A new set of galactic formation simulations has suggested that our Milky Way could actually contain only 1/4 to a 1/3 of the previously accepted quantity of Dark Matter.
When scientists observe other spiral galaxies in the Universe one property which is commonly investigated is how the rotational velocity of the stars is related to the radius from the galactic core. The original theoretical prediction was that the rotational velocities would increase rapidly in the centre (v proportional to r), by treating the core as a solid body and then on the outer regions could be treated as having Keplerian orbits (similar to those of the planets around the sun) (v proportional to r^-2).
However when astronomers pointed there telescopes toward galaxies and analysed the rotation curve they found one reoccurring difference between theory and observation. This difference is that at an increasing distance from the centre the rotational velocity does not fall off and instead generally remain flat. This describes a system in which (at a certain distance from the core) the orbital velocities of the stars remains constant independent of radius.
In order for this new information to be incorporated into the galactic model it was decided that there must exist a halo of some unseen matter which is driving the extra acceleration required further from the centre. Due to this and measurements of weak gravitational lensing in certain galaxy clusters it was decided that this unseen ‘Dark’ matter must make up around 80% of the matter in the universe.

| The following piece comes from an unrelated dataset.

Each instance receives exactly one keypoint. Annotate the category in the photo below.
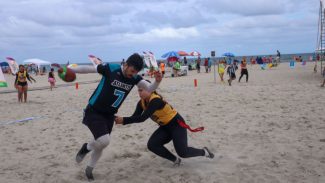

A recent survey conducted at the University of California has provided two simulations of galaxy formation first with a dark halo mass of 2 trillion suns and the other 800 billion suns. It was found that the lower quantity of dark matter actually provided a better fit for the current morphology and mass of our galaxy. Does this point towards our galaxy being irregular in comparison to the average spiral galaxy? or could it perhaps point towards the current theory of dark matter being incomplete?